Oh, you think it’s acceptable to send a lynch mob to an Israel artist because Israelis aren’t all on the streets demanding an end to the war? Well, do you hold members of any other nation embroiled in a war, genocide, or other human rights violations to the same standard, or would you rightfully call out that behavior for what it is — blatant bigotry? Do you see every (or even most) member(s) of those nations out protesting in the streets, or is this a standard you only reserve for Israelis? Do you demand Russians, Iranians, Turkish people, Chinese people, and more pass a litmus test before you decide to treat them like human beings?
Others have used the excuse that the singer for Luxembourg is Israeli born, and she was not subjected to the same treatment. First of all, most people probably don’t know she’s Israeli, but also, you’re entirely missing the point. The fact that you think that it’s acceptable to abuse the representative for Israel merely because she’s the representative for Israel is your antisemitism speaking. Once again, you are treating Israel as a pariah state, as “the Jew among the nations.” “Israel” and “Zionist” have become the no-so-subtle placeholders for “Jew.”
THE JEW AMONG THE NATIONS
We know this vitriol targeting Israel is rooted in antisemitism because it’s in the exact same nature of the vitriol that Jews experienced for the past three millennia. It’s rooted in the exact same antisemitic tropes, stereotypes, conspiracies, double standards, and falsehoods — literally word for word.
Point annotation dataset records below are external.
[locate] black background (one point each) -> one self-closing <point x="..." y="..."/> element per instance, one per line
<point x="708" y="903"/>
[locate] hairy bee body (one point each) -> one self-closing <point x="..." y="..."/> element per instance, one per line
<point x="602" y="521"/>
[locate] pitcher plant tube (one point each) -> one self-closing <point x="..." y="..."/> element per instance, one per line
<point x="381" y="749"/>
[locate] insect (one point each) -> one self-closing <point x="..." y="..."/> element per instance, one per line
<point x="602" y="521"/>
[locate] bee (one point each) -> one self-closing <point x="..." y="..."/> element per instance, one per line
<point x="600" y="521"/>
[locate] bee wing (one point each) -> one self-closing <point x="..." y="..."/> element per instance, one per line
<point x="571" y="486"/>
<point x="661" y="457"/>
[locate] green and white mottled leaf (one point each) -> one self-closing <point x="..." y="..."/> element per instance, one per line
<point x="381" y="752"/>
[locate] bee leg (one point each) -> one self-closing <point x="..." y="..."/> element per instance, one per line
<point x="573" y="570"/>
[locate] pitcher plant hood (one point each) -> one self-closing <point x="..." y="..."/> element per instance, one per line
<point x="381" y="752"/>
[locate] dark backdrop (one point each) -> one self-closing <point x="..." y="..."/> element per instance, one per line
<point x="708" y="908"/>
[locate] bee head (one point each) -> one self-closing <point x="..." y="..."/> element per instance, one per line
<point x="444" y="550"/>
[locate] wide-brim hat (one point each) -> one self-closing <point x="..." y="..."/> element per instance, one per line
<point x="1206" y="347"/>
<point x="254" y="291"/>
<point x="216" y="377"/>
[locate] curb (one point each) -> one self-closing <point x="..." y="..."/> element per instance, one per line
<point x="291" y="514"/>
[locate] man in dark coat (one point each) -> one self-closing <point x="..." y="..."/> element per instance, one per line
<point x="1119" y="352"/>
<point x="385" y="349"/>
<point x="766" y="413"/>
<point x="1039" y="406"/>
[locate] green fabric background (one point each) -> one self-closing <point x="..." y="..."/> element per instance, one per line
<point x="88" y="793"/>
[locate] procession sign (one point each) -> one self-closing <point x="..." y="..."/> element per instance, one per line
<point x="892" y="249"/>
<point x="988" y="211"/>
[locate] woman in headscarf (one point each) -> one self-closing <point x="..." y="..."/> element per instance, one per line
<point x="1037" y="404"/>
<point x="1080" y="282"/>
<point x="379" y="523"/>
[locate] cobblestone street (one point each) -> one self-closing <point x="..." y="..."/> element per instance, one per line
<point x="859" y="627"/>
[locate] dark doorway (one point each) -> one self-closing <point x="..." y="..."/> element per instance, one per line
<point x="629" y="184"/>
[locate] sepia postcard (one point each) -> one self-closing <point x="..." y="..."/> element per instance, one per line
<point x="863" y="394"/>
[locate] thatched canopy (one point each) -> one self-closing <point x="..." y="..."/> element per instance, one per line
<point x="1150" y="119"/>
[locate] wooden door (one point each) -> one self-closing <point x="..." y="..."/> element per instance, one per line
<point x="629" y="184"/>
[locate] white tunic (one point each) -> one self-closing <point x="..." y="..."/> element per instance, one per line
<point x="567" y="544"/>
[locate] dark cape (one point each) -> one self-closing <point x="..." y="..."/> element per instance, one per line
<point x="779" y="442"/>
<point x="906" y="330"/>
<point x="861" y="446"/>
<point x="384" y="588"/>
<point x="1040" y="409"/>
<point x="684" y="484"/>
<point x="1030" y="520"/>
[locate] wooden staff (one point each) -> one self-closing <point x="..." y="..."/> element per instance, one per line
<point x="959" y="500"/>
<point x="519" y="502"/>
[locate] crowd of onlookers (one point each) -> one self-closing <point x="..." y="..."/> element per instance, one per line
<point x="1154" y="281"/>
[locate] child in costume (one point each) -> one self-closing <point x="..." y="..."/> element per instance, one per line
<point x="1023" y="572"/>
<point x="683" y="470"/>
Israel is not above contempt, and it should hold itself to the standard of any democracy. But what we are seeing is overwhelmingly not sincere critique of Israeli policies. It’s the delegitimization of Israel’s entire existence, and, by extension, the existence of Israelis as human beings. While once antisemites denied the right of Jews to exist, today they deny the right of the Jewish country to exist, subjecting its citizens to the exact same demonization that has long been reserved for Jews.
The excuses are tired. The claim that Israel’s very existence is illegitimate because of the Nakba as its “founding sin” is not only an enormous distortion of historical events (I have a myriad of posts on this), but proportionally does not even come close to the “founding sins” of hundreds of nations across the world, whose establishments were exponentially bloodier, crueler, and more brutal, yet are never subjected to near the amount (or any) delegitimization. The claim that Israel is illegitimate because it was “created by the British” (another historical falsehood) or the United Nations somehow refuses to take into account that nearly every country on the map in the Americas, Africa, and the Middle East was carved out by the European powers. The delegitimization of Jewish history, and the continuous Jewish history in Israel, specifically, is used to justify this vitriolic double standard. I hope I don’t need to tell you that that’s antisemitism.